Monte Carlo Methods



Monte Carlo (MC) methods are a broad class of algorithms that uses repeated random sampling to compute numerical results. The aim of this article is to be a short introduction to MC methods in reinforcement learning (RL). To read more about this subject, I recommend Reinforcement Learning: An Introduction (Sutton, Barto, 2018).

MC methods have three main advantages over Dynamic Programming (DP):

Like DP, MC methods are a form of generalized policy iteration (GPI), which means that they alternate policy evaluation (estimation of value functions) and policy improvement (using value estimates to improve a policy). Unlike DP, MC methods do not use bootstrapping. In other words, value estimates are not computed using other value estimates.

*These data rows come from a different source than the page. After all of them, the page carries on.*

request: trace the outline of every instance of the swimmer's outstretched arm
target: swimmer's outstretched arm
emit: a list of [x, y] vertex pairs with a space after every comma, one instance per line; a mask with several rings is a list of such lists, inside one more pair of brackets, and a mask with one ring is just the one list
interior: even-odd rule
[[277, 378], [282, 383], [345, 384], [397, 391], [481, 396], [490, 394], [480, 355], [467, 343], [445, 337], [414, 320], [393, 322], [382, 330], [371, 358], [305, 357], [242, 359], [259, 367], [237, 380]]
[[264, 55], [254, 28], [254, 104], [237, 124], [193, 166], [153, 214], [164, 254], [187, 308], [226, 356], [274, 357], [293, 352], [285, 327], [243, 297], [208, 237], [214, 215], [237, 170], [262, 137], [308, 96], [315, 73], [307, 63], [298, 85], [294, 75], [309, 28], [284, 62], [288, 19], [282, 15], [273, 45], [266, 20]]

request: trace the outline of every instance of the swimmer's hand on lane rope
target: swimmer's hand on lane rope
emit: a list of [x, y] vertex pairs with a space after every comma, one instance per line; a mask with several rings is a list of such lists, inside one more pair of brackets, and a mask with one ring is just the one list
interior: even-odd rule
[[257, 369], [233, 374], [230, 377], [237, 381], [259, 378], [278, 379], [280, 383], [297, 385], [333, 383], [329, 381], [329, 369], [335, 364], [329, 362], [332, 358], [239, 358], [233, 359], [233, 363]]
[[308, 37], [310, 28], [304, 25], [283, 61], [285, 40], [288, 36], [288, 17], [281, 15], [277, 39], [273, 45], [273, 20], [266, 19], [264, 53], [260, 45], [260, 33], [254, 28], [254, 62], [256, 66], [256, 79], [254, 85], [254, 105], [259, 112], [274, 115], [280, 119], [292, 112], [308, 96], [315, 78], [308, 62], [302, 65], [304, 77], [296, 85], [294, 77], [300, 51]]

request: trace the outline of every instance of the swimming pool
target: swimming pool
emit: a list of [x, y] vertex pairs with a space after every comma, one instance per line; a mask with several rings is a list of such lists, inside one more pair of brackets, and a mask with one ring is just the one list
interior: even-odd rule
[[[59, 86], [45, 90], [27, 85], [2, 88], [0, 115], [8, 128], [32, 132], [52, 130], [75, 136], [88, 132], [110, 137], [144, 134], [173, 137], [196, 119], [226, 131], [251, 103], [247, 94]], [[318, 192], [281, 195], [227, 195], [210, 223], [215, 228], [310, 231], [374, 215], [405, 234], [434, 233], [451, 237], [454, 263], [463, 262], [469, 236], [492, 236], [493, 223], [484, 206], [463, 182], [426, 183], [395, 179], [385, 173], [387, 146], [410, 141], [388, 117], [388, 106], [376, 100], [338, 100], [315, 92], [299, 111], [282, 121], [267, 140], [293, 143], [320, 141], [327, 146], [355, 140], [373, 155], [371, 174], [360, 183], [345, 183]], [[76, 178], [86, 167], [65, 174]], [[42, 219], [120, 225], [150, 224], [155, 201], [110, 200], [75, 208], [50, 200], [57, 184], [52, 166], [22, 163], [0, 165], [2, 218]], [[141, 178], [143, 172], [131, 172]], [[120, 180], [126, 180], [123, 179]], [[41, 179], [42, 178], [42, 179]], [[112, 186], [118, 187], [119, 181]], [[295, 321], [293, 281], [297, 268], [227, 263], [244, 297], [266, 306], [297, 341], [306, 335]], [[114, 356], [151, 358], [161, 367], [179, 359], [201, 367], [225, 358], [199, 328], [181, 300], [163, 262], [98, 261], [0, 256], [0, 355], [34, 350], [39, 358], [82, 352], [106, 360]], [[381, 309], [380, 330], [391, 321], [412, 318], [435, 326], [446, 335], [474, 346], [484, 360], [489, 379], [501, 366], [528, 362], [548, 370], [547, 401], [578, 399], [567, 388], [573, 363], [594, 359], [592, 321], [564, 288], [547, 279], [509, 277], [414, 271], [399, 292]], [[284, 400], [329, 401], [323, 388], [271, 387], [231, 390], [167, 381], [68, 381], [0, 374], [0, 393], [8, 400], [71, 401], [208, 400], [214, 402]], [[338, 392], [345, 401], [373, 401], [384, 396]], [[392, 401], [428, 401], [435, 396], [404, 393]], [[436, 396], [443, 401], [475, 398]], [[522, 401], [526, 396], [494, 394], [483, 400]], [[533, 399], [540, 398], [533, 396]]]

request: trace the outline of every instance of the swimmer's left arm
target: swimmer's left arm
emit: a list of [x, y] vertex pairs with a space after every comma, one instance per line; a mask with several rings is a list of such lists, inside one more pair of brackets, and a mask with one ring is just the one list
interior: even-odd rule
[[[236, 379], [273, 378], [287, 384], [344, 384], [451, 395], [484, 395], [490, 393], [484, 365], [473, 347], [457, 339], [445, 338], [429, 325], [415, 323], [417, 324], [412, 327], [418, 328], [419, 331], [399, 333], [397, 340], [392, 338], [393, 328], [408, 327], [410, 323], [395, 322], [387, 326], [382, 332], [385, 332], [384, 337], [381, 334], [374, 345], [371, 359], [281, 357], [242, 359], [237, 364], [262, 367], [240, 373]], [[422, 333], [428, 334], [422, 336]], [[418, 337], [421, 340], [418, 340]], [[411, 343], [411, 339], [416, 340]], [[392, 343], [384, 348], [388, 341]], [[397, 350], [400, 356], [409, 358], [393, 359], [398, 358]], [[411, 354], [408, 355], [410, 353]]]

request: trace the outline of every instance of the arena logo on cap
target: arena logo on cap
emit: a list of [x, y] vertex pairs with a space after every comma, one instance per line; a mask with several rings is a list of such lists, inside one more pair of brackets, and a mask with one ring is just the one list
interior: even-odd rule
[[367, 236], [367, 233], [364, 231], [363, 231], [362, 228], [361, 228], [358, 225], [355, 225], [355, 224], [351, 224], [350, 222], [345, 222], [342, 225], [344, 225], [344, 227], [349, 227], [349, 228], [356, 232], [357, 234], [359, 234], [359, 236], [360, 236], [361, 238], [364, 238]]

We will be primarily interested in estimating the action-value function $q_\pi(s,a)$ since we want to be able to pick the actions that maximize expected return. We denote the estimates by $Q_\pi(s,a)$ and compute them by averaging sample returns in each state-action pair similarily to contextual Multi-armed Bandits. The difference is that the underlying model is an MDP, which means that the states are interrelated.

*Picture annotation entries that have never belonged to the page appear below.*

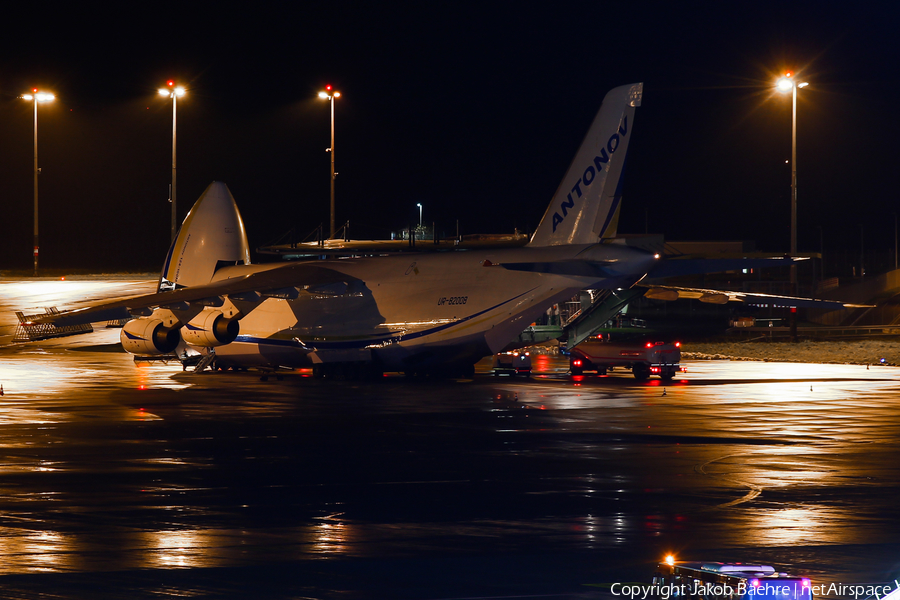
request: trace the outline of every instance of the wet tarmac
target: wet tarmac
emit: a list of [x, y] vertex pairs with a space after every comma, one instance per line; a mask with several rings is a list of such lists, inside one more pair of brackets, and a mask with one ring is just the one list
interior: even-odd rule
[[263, 382], [117, 339], [0, 348], [0, 597], [613, 597], [667, 552], [900, 577], [894, 367]]

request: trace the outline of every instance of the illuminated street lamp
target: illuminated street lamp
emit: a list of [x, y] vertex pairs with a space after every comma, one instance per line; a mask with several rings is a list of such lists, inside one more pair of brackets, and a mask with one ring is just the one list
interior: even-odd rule
[[341, 93], [331, 87], [331, 85], [326, 85], [325, 90], [319, 92], [319, 98], [323, 100], [331, 101], [331, 148], [325, 150], [325, 152], [331, 152], [331, 221], [328, 228], [329, 239], [334, 237], [334, 177], [337, 173], [334, 172], [334, 99], [340, 98]]
[[41, 169], [37, 166], [37, 105], [38, 102], [50, 102], [56, 96], [47, 92], [39, 92], [37, 88], [31, 90], [30, 94], [22, 94], [23, 100], [34, 102], [34, 274], [37, 275], [38, 255], [40, 254], [40, 243], [38, 241], [38, 218], [37, 218], [37, 178]]
[[[797, 89], [809, 83], [796, 83], [793, 73], [785, 73], [776, 87], [781, 92], [792, 92], [793, 110], [791, 118], [791, 256], [797, 253]], [[791, 285], [797, 284], [797, 269], [791, 267]], [[795, 290], [796, 291], [796, 290]]]
[[175, 170], [176, 170], [176, 161], [175, 161], [175, 139], [176, 139], [176, 131], [177, 131], [177, 121], [176, 121], [176, 106], [178, 104], [178, 98], [184, 96], [185, 89], [183, 87], [176, 86], [175, 82], [171, 79], [166, 82], [166, 87], [159, 89], [160, 96], [167, 96], [172, 99], [172, 191], [170, 194], [169, 202], [172, 203], [172, 242], [175, 241], [175, 226], [176, 221], [178, 219], [177, 215], [177, 203], [175, 201]]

This article is going to focus on MC methods for episodic tasks. That is, tasks where the agent eventually reach a terminal state. After each episode is finished, the action-value estimates and the policy is updated. The action-value estimate of a state-action pair is updated such that it’s the return following the first visit, or every visit to the pair, averaged over all episodes. A visit to a state action pair $(s,a)$ means that the agent was in state $s$ and took the action $a$. Both the first-visit method and the every-visit method converge to the actual action values as the number of visits to each state-action pair approaches infinity. Like DP, we don’t need perfect estimates and can truncate the value estimation before the policy is improved. Usually we will update the policy for a state immediately after an action-value has been updated in that state.

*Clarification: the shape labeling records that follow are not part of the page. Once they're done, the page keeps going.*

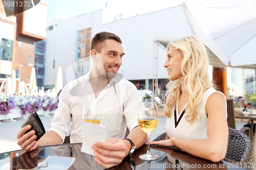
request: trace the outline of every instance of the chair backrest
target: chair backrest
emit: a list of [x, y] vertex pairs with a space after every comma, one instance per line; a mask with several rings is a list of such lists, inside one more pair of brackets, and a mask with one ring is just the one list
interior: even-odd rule
[[228, 142], [225, 158], [247, 163], [253, 153], [253, 144], [249, 137], [240, 131], [228, 128]]
[[[153, 141], [165, 139], [166, 133], [157, 137]], [[224, 160], [239, 163], [248, 163], [252, 157], [253, 145], [251, 140], [244, 133], [228, 128], [228, 142]]]
[[227, 99], [227, 125], [229, 128], [236, 129], [234, 103], [233, 99]]

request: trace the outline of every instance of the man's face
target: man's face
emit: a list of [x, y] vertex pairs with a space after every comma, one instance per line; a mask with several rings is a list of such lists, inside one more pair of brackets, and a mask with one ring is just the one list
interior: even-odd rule
[[[114, 78], [122, 65], [122, 57], [124, 53], [121, 43], [115, 40], [106, 39], [103, 43], [100, 53], [96, 54], [96, 72], [98, 76], [106, 75], [106, 78]], [[99, 57], [102, 63], [99, 62]]]

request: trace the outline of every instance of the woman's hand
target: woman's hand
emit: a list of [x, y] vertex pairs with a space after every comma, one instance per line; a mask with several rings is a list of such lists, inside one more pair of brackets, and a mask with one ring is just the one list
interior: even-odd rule
[[[166, 147], [175, 147], [172, 142], [174, 138], [174, 137], [167, 140], [150, 142], [150, 144], [157, 144]], [[147, 143], [146, 143], [146, 144], [147, 145]]]

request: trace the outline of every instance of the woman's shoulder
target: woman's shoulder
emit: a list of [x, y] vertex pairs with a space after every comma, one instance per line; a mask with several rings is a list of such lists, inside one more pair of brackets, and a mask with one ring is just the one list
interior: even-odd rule
[[204, 94], [203, 95], [203, 100], [204, 99], [207, 100], [210, 95], [215, 93], [218, 93], [220, 94], [222, 97], [226, 99], [226, 96], [225, 96], [225, 94], [223, 94], [223, 93], [222, 93], [221, 91], [216, 90], [213, 88], [210, 88], [207, 89], [205, 91], [204, 91]]

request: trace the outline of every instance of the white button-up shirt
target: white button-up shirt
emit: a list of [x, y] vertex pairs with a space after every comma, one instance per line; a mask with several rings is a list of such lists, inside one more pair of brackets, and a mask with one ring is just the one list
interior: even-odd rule
[[131, 131], [139, 126], [138, 113], [142, 98], [135, 86], [117, 74], [95, 99], [89, 82], [91, 72], [68, 83], [60, 93], [49, 131], [57, 133], [62, 142], [70, 134], [71, 143], [82, 142], [81, 120], [85, 103], [94, 103], [98, 113], [102, 114], [99, 125], [106, 127], [106, 140], [123, 138], [126, 127]]

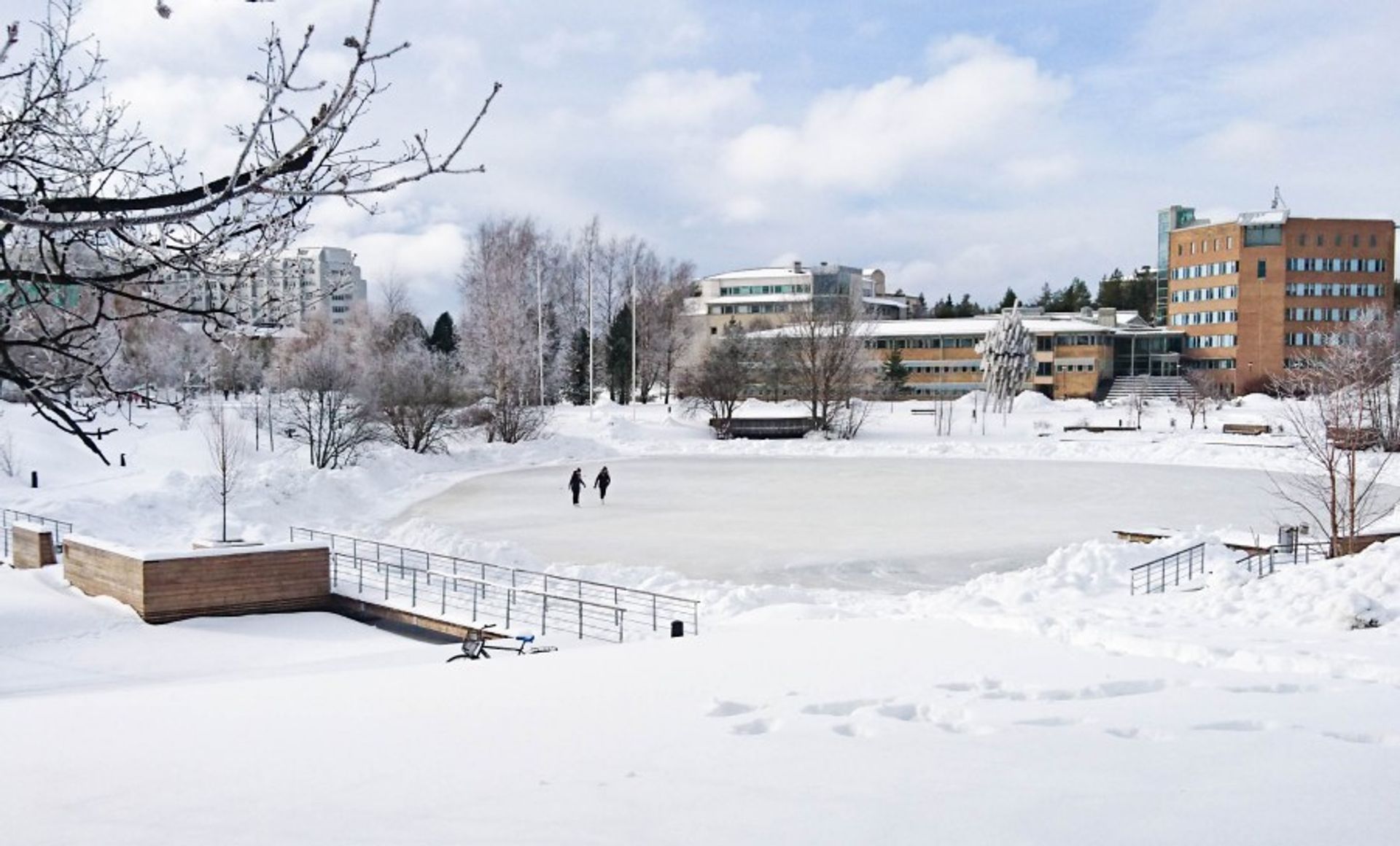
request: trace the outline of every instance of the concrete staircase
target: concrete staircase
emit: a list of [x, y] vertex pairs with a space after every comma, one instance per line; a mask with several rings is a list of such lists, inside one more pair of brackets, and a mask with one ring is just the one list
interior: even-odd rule
[[1196, 394], [1191, 384], [1179, 375], [1120, 375], [1109, 385], [1105, 402], [1123, 401], [1134, 394], [1145, 399], [1176, 399]]

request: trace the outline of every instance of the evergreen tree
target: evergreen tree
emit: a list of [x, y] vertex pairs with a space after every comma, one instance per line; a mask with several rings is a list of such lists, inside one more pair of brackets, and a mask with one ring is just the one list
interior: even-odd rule
[[608, 396], [622, 405], [631, 402], [630, 303], [617, 310], [617, 317], [613, 318], [612, 326], [608, 328], [605, 367], [608, 368]]
[[972, 294], [963, 294], [963, 298], [953, 307], [953, 317], [977, 317], [979, 314], [981, 314], [981, 307], [972, 301]]
[[885, 387], [885, 395], [890, 399], [904, 392], [904, 388], [909, 385], [909, 366], [904, 364], [903, 350], [896, 347], [885, 356], [879, 380]]
[[442, 353], [444, 356], [451, 356], [456, 352], [456, 325], [452, 324], [452, 315], [442, 312], [438, 315], [437, 322], [433, 324], [433, 333], [428, 335], [428, 349], [435, 353]]
[[588, 329], [580, 328], [568, 346], [568, 382], [564, 399], [574, 405], [588, 405]]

Later in the article there is going to be an implemented example of a Monte Carlo method that solves a simple version of blackjack. The source code can be found at

On-policy Methods

The objective of all RL methods is to find policies that maximize expected return. To achieve this, agents have to balance exploitation of current knowledge (selecting actions that maximizes $Q_\pi$) with exploration of other actions that have lower action-value estimates in order to learn better estimates. This is called the exploration versus exploitation tradeoff.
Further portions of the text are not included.